Roden 1/72 Gotha G.II/III

KIT #: Ro-002
PRICE: €19,95 @
DECALS: Three options
REVIEWER: Jeroen Koen


 The Gotha has to be ranked among one of classic aircraft to emerge from the first world war. A lot of research has gone into the actual impact of this twin-engined strategic bomber on the war effort, and the general idea one gets from reading a few books and websites, is that the best effect these bombers had, was keeping a rather large amount of airplanes, squadrons and AA-guns busy for home defence duties of the British islands.

The Gotha G-series were designed by Hans Burkhard. Gotha acquired a license to build the rather ungainly looking Friedel-Ursinus “Battle plane” as the Gotha G.I. The G.I had the fuselage on top of both wings. With it's high and forward centre of gravity, nose-overs were common and only a few were built.

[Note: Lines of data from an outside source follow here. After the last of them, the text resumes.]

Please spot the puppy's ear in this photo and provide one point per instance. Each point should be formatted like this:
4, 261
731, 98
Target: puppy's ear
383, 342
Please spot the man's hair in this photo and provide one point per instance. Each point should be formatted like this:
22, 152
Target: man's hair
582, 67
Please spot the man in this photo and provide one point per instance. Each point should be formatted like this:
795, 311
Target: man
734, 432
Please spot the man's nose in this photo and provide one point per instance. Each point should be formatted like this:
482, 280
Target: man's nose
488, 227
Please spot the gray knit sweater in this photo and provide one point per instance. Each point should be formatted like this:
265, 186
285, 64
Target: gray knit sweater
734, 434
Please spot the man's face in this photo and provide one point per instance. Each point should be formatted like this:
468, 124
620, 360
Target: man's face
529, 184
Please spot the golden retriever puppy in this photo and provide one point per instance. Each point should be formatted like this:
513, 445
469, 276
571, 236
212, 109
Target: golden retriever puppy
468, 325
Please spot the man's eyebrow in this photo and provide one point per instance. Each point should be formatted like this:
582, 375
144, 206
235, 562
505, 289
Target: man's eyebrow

Hans Burkhard was able to rebuild a crashed G.I to a more conventional layout, with the fuselage mounted on a wooden centre section of the lower wing, and the Mercedes DIV straight-eight engines providing 220hp, being fitting with the oil- and fuel tanks in large, tightly cowled nacelles.  Because, even though it was redesigned from a design prone to nosing-over on landing, the G.II prototype inherited the same unpleasant characteristic, a four-wheeled undercarriage was attached to the nacelles, a tail skid only being fitted 'just in case'. This also had the advantage of the nacelles being separate units that could be rolled from and to the air plane. The whole plane was designed to fit on three flatbed railroad cars.

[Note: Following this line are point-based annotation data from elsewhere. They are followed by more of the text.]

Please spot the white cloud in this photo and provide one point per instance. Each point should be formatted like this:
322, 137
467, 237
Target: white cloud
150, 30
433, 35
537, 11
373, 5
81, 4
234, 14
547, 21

The design looked very promising, as the Zeppelin losses began to mount and cost in both material and human lives began to rise. Something new had to be tried. 

However, while promising, all was not well. The undercarriage, while preventing nose-overs, of course had no brakes, and, without a tail skid acting as one, the landing runs were too long and, worse, could not be controlled.

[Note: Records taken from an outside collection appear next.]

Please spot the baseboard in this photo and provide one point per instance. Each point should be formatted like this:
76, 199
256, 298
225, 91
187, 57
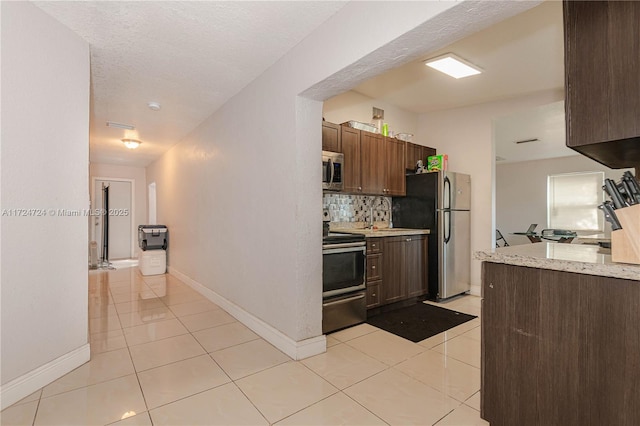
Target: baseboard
27, 384
296, 350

The biggest problem was that it did not meet the required bomb load. This was solved by stretching the wings from 2 to 3 bays. The fuselage, which was fabric with a plywood nose and tail part, was also altered. Now the required strength and bomb load capacities were met, and among other smaller design changes such as a different fin and horn-balanced ailerons, the design was accepted by IDFLIEG and went into production as Gotha G.II in April 1916.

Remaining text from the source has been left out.